Постепенно удары в подушку становились тише. Катя перестала кричать и заплакала, тихо, прижимая к глазам бумажный платок. Я обняла ее. Я чувствовала, что внутри нее разворачивается нечто новое: она дала себе разрешение на свои чувства, на право отстаивать свое достоинство.
Мы просидели в тишине минут пять. Я просто поглаживала Катю как ребенка, а она плакала. Именно сейчас слова ей были не нужны. Ей просто необходимо было выплакать задавленную когда-то боль.

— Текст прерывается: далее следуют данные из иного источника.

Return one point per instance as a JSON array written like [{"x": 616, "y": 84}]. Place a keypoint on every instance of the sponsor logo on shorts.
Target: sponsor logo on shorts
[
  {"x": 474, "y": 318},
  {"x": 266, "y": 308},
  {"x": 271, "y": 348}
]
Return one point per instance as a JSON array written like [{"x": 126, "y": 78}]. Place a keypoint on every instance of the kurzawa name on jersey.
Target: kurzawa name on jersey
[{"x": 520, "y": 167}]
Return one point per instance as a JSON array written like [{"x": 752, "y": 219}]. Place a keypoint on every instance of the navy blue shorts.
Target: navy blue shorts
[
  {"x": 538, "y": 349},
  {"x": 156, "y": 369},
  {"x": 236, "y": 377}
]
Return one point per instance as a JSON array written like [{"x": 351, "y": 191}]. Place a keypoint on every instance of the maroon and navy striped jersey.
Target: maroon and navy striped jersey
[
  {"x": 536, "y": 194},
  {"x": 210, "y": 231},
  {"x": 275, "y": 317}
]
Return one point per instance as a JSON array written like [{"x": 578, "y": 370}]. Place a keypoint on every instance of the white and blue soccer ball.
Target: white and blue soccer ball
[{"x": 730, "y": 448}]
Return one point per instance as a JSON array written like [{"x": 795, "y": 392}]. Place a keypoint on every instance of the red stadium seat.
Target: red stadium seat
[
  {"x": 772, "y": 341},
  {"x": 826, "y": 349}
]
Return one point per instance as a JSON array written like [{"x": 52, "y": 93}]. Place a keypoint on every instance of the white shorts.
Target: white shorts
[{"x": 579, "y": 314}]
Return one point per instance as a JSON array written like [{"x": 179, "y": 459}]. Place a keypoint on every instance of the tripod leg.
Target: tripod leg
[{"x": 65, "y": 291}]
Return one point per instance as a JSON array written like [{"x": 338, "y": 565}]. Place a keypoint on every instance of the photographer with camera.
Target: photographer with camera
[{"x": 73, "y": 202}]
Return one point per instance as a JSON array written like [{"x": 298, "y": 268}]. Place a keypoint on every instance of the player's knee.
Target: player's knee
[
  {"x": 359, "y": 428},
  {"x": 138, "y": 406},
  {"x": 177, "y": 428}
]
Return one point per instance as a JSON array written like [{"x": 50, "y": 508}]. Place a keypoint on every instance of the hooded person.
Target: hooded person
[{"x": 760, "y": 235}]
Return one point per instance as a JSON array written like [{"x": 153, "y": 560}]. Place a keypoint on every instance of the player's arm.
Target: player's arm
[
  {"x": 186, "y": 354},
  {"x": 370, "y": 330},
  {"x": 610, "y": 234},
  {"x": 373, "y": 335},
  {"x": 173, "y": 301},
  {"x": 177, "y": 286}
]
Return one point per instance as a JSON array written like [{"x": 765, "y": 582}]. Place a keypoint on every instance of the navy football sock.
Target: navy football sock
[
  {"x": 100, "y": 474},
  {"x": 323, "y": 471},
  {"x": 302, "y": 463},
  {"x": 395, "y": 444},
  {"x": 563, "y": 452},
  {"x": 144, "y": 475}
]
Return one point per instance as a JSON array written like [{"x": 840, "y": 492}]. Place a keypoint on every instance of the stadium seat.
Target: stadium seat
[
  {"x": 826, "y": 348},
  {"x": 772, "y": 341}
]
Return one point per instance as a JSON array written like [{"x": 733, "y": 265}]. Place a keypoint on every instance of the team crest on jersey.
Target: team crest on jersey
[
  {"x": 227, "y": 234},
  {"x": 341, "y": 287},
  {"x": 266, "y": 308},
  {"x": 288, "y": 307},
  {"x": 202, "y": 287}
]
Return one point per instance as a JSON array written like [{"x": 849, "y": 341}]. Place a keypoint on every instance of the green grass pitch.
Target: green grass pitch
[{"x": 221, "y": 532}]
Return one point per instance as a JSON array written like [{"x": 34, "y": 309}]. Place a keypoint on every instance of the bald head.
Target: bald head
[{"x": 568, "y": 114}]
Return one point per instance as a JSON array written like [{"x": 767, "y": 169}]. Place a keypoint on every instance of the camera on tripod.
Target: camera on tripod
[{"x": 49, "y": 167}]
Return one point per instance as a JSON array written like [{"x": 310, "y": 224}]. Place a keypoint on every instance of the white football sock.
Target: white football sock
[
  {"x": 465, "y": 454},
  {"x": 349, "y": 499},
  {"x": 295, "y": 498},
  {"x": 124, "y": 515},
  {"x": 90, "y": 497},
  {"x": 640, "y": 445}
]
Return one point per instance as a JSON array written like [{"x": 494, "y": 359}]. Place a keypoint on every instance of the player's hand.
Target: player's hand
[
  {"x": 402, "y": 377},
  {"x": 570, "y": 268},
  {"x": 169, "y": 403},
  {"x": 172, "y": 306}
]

Если представить душу человека как сосуд, то легко можно представить: пока сосуд наполнен болью и обидой, радости войти некуда. Задыхаясь от переполняющей боли, человек может годами тратить неимоверные усилия на то, чтобы удерживать эти негативные чувства как можно глубже внутри.
Катя годами старалась не чувствовать себя. И сейчас я в очередной раз присутствовала при таинстве: на моих глазах происходило маленькое чудо — молодой девушке удалось достать чувства из глубины и выплеснуть их наружу.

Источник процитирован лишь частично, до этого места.